Nizip ilçesine 10 kilometre mesafedeki Belkıs Mahallesi yakınlarındaki Fırat Nehri kıyısında, milattan önce 2'nci ve 3'üncü yüzyıllara tarihlenen muhteşem mozaiklerle süslenmiş Roma evlerini bünyesinde barındıran Zeugma Antik Kenti'nden çıkarılan mozaiklerin simgesi haline gelen ''Çingene Kızı''nın bulunma hikayesi de kendisi kadar etkileyici.,

Çingene Kızı definecilerin elinden nasıl kurtulmuştu?

Çingene Kızı mozaiği, Zeugma Antik Kenti kazılarına o dönem başkanlık eden emekli öğretim üyesi Yrd. Doç. Dr. Rifat Ergeç'in ve ekibi tarafından, 1998 yılındaki kurtarma kazıları sırasında, bir vatandaşın gösterdiği Kelekağzı bölgesinde açılan yaklaşık 15 metrekarelik tahrip edilmiş mozaiğin üzerindeki kırık bir sütunun kaldırılmasıyla tesadüfen bulundu.

Bir villanın yemek odasının zeminindeki birçok bölümü tahrip edilmiş mozaiği, kaçakçıların, üzerindeki sütun nedeniyle fark etmediği anlaşıldı. Muhtelemen kaçakçılar ağır sütunu kaldıramadıkları için sökebildikleri mozak parçalarını alarak kaçmışlardı. Çingene kızı ve bazı parçalar da bu sayede onların elinden kurtulmuştu.

Kulağındaki küpeler, iri gözleri ve başındaki bağ nedeniyle "Çingene Kızı" olarak adlandırılan mozaik, bulunduğu günden itibaren Gaziantep'in tanıtımına büyük katkı sağlıyor.

Kayıp Parçalar ABD'de bulundu

1960'lı yıllarda kaçak kazılar sırasında parçalanan ve yasa dışı yollarla yurt dışına kaçırılan Çingene Kızı mozaiğinin 12 kayıp parçasının ise yıllar sonra ABD'nin Bowling Green State Üniversitesinde dekorasyon amaçlı sergilendiği tespit edildi.
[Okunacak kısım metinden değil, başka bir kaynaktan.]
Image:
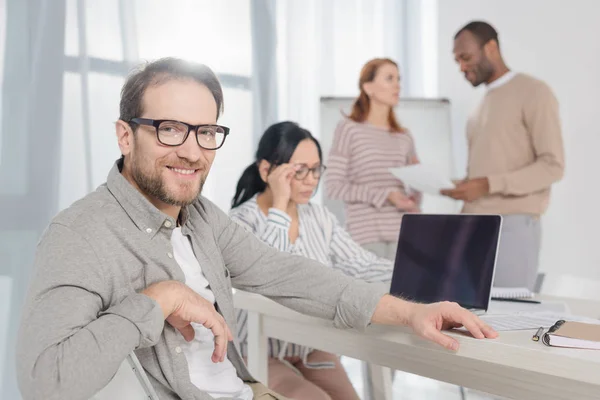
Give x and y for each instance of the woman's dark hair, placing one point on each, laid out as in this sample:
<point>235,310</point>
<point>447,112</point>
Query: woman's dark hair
<point>276,146</point>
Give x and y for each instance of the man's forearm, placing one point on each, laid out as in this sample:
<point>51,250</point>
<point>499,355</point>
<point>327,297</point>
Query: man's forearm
<point>392,311</point>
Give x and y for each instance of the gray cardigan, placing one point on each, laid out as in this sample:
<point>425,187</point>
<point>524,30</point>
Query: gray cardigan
<point>84,312</point>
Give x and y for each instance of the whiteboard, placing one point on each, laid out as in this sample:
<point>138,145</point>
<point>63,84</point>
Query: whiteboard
<point>428,120</point>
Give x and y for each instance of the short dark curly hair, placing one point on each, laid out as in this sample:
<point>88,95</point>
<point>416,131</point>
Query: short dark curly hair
<point>483,31</point>
<point>160,71</point>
2012 yılında iadesi istendi

Dr. Stephanie Hooper tarafından 2012 yılında yapılan araştırmada, Bowling Green State Üniversitesince 35 bin dolar karşılığında satın alınan mozaiklerin, Zeugma Antik Kenti kökenli olduğu belirlendi.

Kültür ve Turizm Bakanlığının bundan haberdar olması üzerine, antik kentin kazı başkanı Prof. Dr. Kutalmış Görkay'dan konuyu incelemesi ve bir rapor hazırlaması istendi.

Görkay'ın hazırladığı raporda, üniversitede sergilenen eserlerin, Çingene Kızı mozaiğinin bordüründen çalınan parçalar olduğunu ortaya koyması üzerine Bakanlık, 2012 yılında resmi olarak mozaiklerin Türkiye'ye iadesini istedi.

5,5 yıl süren görüşmeler sonucu iadesi sağlandı

Yaklaşık 5,5 yıl süren görüşmeler sonucu 15 Mayıs'ta Kültür ve Turizm Bakanlığı ile ABD’nin Bowling Green Eyalet Üniversitesi arasında Zeugma mozaiklerine ait 12 parçanın Türkiye’ye getirilmesine ilişkin protokol imzalandı.

Kültür ve Turizm Bakanı Mehmet Nuri Ersoy, bir süre önce konuk olduğu Anadolu Ajansı (AA) Editör Masası'nda, "Çingene Kızı"na ait mozaik parçalarının 26 Kasım'da Chicago'dan Gaziantep'e getirileceğini açıkladı. Eserler, Türkiye'ye götürülmek üzere Türk yetkililer tarafından törenle teslim alındı.

Zeugma Mozaik Müzesi mozaikleri bekliyor

Gaziantep'te büyük heyecana sebep olan bu haber üzerine, Çingene Kızı mozaiğinin sergilendiği Zeugma Mozaik Müzesi'nde geçici sergileme alanı oluşturulması için başlatılan çalışmalar sürüyor.

Bir süre müzedeki geçici platformda sergilenecek parçalar, daha sonra restore edilerek orijinal yerlerine yerleştirilerek ziyarete açılacak.